Look, I wish Trump wasn’t so rough around the edges and I wish he could be more diplomatic but he isn’t and the reality is, if Trump were to get elected he wouldn’t have the power to do the things Carville says he’s afraid of.
I’m not a lawyer but I’ve read the constitution and I understand how the various branches of government work and the president isn’t a god and can’t make himself one. For more than 200 years, politicians on both sides have been saying things like, “If he or she gets elected, it will be the end of America”, or “the end of the constitution”, or “the end of freedom”, blah, blah, blah. I expected more from a guy like Carville.
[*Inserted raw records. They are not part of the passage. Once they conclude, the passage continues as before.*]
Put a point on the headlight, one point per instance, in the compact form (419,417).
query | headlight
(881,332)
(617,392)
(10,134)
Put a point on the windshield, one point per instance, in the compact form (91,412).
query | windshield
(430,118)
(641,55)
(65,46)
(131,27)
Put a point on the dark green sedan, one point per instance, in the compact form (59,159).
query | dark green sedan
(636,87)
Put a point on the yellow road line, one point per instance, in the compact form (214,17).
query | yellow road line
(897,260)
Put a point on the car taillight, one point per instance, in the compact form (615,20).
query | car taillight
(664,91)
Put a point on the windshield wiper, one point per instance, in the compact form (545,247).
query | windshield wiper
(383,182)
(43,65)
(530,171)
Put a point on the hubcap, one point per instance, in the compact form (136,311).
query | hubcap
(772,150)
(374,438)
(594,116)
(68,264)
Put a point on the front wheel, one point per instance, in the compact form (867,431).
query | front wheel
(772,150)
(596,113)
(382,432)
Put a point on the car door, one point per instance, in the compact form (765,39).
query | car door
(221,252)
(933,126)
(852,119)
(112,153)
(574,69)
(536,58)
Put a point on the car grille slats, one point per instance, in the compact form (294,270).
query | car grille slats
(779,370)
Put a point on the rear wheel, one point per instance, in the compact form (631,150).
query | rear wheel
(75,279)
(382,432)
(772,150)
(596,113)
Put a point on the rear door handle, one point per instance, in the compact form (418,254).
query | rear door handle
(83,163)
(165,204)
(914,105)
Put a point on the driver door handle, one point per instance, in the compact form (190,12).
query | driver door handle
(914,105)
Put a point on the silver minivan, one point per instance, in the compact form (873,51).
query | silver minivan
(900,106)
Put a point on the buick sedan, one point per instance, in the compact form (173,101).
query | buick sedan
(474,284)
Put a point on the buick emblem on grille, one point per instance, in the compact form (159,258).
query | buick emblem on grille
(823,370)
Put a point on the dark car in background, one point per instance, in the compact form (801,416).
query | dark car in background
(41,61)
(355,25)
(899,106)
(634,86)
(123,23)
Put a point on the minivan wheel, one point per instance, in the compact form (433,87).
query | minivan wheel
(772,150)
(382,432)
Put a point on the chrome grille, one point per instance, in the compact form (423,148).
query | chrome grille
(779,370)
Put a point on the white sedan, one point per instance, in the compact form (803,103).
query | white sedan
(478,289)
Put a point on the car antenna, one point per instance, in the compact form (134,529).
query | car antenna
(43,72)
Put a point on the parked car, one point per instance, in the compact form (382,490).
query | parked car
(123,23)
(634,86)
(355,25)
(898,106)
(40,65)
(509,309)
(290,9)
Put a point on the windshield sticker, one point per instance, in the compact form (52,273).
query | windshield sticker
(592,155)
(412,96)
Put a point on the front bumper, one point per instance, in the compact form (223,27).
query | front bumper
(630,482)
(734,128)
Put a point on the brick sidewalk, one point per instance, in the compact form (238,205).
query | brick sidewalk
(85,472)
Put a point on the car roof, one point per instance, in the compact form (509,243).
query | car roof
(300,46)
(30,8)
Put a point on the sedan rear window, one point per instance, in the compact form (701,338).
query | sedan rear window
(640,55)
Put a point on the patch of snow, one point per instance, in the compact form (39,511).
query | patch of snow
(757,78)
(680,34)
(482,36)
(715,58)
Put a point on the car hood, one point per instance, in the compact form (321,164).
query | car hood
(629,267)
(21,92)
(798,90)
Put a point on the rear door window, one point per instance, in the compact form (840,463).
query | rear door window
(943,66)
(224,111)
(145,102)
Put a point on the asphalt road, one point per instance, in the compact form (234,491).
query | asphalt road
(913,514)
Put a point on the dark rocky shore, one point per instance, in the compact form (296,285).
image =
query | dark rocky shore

I had always appreciated Carville, even though usually disagreeing, and thought this would be a fun interview. But, he's way over the edge now. Was sometimes incoherent and many of his jokes just didn't hit. And he's now upped the threshold on "deplorables" to 65% of Republican voters. I listened to the end but it was pretty sad.
Some of his inside baseball on DeSantis may be true, but to dismiss the guy the way he did is just stupid. To say Jamie Raskin is smart and will "eat up" anything James Comer comes out with in the impeachment inquiry is just foolish bombast.
And he couldn't even throw his wife a bone on the softball Bari tossed him about something she changed his mind on. Really James? Nothing but bringing a gift when visiting someone?